Absent from Saturday’s gathering were representatives from the Peaceful Advocates for Native Dialogue and Organizing Support’s Murdered and Missing Indigenous Women of Utah committee. Reached by phone, Jennifer Boyce, committee chair, said her group was busy planning another event, but they shared the Missing in Utah flyer with their email lists and on their campaign sites. Stressing that she’s speaking for herself and not PANDOS as a whole, Boyce said the open house could help Native Americans find their missing loved ones, but she thinks some could be hesitant to give police a DNA sample, out of fear law enforcement officers will somehow use it against them. “That may or may not be a dealbreaker for some people in general, and that includes Natives and other people of color,” she said. “That comes back to that foundation of trust and relationships built.”

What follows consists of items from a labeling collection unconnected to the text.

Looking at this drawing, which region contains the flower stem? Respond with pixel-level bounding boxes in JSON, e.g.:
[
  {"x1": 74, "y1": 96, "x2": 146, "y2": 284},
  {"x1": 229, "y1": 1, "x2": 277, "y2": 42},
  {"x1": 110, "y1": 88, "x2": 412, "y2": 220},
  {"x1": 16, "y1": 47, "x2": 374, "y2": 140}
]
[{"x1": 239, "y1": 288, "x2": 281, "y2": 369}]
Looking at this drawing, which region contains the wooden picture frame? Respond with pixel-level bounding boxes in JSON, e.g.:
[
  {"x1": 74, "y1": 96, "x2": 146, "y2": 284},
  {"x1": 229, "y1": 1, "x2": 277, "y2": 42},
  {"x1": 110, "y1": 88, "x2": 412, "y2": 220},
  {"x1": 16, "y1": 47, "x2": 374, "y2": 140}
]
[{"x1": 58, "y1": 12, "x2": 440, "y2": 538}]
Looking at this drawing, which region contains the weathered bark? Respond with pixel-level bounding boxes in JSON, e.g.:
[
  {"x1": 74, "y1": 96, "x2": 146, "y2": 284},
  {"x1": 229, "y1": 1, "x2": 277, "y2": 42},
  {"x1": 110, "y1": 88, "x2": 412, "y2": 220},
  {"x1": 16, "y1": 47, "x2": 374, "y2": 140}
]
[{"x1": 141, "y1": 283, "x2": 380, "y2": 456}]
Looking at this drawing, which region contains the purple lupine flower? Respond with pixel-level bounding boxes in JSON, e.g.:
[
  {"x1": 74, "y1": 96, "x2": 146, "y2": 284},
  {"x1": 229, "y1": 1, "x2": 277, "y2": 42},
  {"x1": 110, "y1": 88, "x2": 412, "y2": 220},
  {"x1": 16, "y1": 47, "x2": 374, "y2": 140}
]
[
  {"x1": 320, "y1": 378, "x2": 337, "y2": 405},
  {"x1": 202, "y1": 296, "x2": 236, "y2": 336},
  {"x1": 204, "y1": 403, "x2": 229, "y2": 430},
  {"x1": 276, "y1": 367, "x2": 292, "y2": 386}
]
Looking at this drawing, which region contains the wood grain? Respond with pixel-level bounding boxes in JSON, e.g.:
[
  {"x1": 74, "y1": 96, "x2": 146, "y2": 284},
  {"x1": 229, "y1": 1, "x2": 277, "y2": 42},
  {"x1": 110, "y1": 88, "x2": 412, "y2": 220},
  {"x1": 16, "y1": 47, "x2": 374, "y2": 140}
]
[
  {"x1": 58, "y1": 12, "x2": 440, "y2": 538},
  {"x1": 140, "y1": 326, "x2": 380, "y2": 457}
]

Judd said Missing in Utah participants were free to provide officers with whatever information they were comfortable with. “We just want to be as accessible and as helpful as possible,” she explained. That said, the more comprehensive a case file is, the better. “The more information we have, the more likely that we’ll be able to follow up on these cases,” she said.


Another potential shortfall, Boyce added, is that indicating race on a missing person report is optional, and even when race is identified, respondents can’t write in a tribe’s name. Judd said there are usually “free text cells” in systems that allow detectives to punch in that information, but each jurisdiction is different. “That’s probably why we have a disconnect, but that’s also why we talk to other jurisdictions and we have those conversations,” Judd said. “It’s helpful for us to make sure we’re that covering all our bases in that way.”